I got many hidings as a teenager – but this was the one I always felt I truly deserved but never got. I still feel guilty about it today.

It’s funny how the mind plays tricks. I mentioned in my first contribution that the last hiding I remembered at home was over my mother’s knee at almost 15, bare bottom, being thrashed with a hairbrush that my sister had kindly fetched for her. The thrashing was for fighting and hitting my sister and it was very intense.

However, I now recall that I received another sore bottom after that one. Once again, I had been a handful for quite some time, with lots of back chat and getting too big for my boots. Well, I must have mouthed off once too often – Mother was at her wits’ end with my attitude and finally snapped.

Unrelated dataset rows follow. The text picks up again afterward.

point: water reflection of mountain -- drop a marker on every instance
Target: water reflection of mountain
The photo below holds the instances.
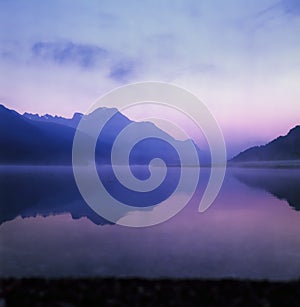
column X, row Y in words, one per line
column 28, row 192
column 283, row 184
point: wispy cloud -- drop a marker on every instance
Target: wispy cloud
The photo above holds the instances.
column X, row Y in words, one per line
column 122, row 71
column 83, row 55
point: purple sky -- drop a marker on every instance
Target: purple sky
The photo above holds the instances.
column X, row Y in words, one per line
column 241, row 59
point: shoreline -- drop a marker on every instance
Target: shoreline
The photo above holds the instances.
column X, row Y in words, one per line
column 147, row 292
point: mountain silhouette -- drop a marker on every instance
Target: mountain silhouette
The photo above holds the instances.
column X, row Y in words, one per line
column 282, row 148
column 47, row 140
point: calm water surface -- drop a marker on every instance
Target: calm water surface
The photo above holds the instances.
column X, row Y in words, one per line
column 251, row 231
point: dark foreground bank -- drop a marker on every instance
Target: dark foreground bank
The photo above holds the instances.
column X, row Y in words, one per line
column 139, row 292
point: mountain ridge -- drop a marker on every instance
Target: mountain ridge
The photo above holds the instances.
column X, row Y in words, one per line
column 286, row 147
column 41, row 140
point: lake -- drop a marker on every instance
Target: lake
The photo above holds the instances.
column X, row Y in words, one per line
column 252, row 230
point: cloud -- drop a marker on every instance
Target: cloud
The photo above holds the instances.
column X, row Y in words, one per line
column 291, row 7
column 83, row 55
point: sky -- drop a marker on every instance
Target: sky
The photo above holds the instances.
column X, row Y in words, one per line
column 241, row 58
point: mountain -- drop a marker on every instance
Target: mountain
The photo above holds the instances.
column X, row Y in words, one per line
column 41, row 140
column 282, row 148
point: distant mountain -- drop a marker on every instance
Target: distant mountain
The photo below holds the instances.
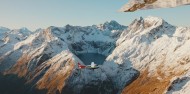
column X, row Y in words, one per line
column 148, row 56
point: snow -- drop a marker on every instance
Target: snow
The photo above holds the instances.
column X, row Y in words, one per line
column 146, row 43
column 157, row 4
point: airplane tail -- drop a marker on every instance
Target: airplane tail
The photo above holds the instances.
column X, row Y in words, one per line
column 81, row 66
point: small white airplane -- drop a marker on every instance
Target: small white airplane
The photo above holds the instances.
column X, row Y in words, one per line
column 134, row 5
column 92, row 66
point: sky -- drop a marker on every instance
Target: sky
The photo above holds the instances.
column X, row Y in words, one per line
column 35, row 14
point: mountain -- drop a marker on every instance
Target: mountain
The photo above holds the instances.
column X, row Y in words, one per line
column 148, row 56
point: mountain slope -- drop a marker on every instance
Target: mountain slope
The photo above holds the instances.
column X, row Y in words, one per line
column 148, row 56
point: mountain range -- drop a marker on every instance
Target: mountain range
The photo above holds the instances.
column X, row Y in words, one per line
column 150, row 56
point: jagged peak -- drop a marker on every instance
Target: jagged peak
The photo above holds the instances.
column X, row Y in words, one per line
column 111, row 25
column 148, row 22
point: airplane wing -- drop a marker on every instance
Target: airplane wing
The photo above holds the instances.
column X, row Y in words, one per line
column 152, row 4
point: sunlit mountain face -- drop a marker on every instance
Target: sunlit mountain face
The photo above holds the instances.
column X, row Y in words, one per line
column 148, row 56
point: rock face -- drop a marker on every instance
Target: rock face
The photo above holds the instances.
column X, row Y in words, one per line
column 148, row 56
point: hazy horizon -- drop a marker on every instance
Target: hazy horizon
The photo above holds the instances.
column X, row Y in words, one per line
column 44, row 13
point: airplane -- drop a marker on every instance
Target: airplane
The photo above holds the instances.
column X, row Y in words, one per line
column 92, row 66
column 134, row 5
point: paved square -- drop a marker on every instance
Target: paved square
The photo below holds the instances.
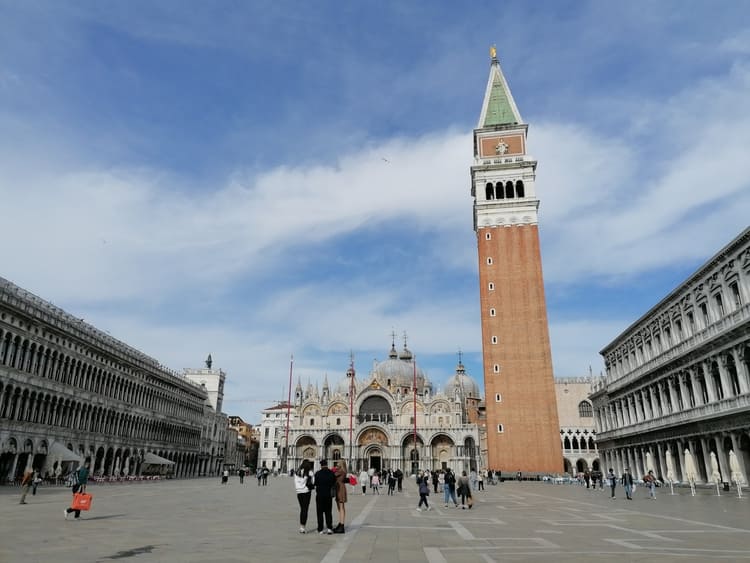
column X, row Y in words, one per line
column 201, row 520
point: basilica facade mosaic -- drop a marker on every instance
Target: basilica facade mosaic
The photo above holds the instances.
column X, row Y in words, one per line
column 391, row 419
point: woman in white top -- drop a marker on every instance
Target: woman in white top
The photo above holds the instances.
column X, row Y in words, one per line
column 364, row 479
column 303, row 485
column 375, row 482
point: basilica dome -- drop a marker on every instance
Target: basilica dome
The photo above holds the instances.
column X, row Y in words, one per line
column 397, row 372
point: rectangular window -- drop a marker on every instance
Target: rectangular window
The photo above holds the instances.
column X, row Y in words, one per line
column 719, row 304
column 704, row 313
column 736, row 294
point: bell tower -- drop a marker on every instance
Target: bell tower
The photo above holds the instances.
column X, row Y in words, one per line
column 523, row 433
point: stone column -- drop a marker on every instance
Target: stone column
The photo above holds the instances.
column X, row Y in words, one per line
column 726, row 380
column 656, row 412
column 697, row 392
column 742, row 373
column 684, row 392
column 661, row 463
column 723, row 458
column 662, row 389
column 673, row 395
column 706, row 456
column 708, row 379
column 645, row 398
column 740, row 458
column 681, row 457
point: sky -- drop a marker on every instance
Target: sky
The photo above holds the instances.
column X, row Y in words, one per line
column 257, row 180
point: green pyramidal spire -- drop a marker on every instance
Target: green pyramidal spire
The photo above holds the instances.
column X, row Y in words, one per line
column 498, row 108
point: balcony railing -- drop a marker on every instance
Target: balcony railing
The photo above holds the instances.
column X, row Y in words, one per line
column 733, row 319
column 723, row 407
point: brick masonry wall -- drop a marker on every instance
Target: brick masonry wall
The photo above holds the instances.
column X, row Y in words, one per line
column 528, row 410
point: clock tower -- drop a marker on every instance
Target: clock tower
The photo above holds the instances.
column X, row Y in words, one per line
column 523, row 433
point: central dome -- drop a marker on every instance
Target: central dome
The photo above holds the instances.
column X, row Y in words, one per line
column 398, row 371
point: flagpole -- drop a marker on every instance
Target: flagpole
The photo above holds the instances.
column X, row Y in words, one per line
column 416, row 456
column 288, row 413
column 351, row 407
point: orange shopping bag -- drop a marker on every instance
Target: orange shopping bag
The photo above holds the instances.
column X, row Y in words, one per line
column 81, row 501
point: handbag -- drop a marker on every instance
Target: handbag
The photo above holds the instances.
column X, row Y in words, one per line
column 81, row 501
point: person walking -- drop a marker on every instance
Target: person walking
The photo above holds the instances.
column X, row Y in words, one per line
column 341, row 496
column 324, row 481
column 612, row 482
column 303, row 486
column 424, row 491
column 650, row 481
column 375, row 483
column 627, row 483
column 464, row 490
column 81, row 479
column 449, row 490
column 35, row 481
column 391, row 482
column 26, row 482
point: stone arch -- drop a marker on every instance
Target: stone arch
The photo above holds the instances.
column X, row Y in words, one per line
column 442, row 448
column 375, row 408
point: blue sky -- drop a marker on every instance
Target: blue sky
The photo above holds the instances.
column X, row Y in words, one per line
column 255, row 180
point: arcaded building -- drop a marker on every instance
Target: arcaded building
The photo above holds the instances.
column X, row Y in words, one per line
column 380, row 433
column 521, row 410
column 677, row 380
column 577, row 430
column 70, row 394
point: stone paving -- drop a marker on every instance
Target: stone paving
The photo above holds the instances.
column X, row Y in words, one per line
column 201, row 520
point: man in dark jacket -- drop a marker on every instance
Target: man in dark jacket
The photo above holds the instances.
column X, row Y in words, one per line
column 325, row 481
column 627, row 482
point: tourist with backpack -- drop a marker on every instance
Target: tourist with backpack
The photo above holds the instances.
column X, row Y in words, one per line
column 449, row 490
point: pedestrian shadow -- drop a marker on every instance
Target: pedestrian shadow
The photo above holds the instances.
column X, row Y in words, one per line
column 107, row 517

“Right!” she shouted, ”You’re for it, my lad!” She headed to the bathroom. That meant only one thing – she was fetching the brush. I instantly ran upstairs to my bedroom, slamming the door behind me. It must have been winter as it was early evening and dark.

Mother ran up the stairs and tried to force her way into my room – I sat behind the door and tried to keep her at bay. pushing the door shut with all my might. But Mother was a strong woman – and even stronger when in a rage. She soon overpowered me and pushed her way in.

Having done so, she slapped me hard across the face. I called her a ‘bitch’ as I hit the floor, crying not from the slap but just in the moment.

Mother quickly pounced on top of me as I lay there flat on my stomach. She sat on my lower back, then lowered my trousers and pants. The hairbrush rained down blow after blow after blow on my naked buttocks and all I could do was kick my legs, squirm and attempt to break free. Strangely, though, I was also worried about throwing Mother off me and hurting her. She was sat in such a way that my hands were also trapped, preventing me from reaching back to protect my arse.

By the time she was done I had kicked my trousers and pants down to my ankles, and was breathless from the screaming and struggling. I was also very sore!

Later that evening, when things had calmed down, Mother sat me down for a talk. She asked why I was behaving the way I was, and asked whether everything was OK. It was almost as if she had a tick list , question after question. Are you being bullied? Worried about school, exams, health?

She even asked if I was worried about being slow in my sexual development (she had seen me enough times with my pants down to be aware of this). Mother tried to reassure me that my voice would soon break, I would grow hair down there and my willy would turn browner. I cringed at this – but I will never forget that conversation. I was very embarrassed that she had noticed my situation but it was obviously a much bigger deal to me than it was to her.

This good, long chat changed my attitude. I matured and Mother and I pretty much became best friends. To this day, I love my mum more than anything and I’m very lucky to still have her around.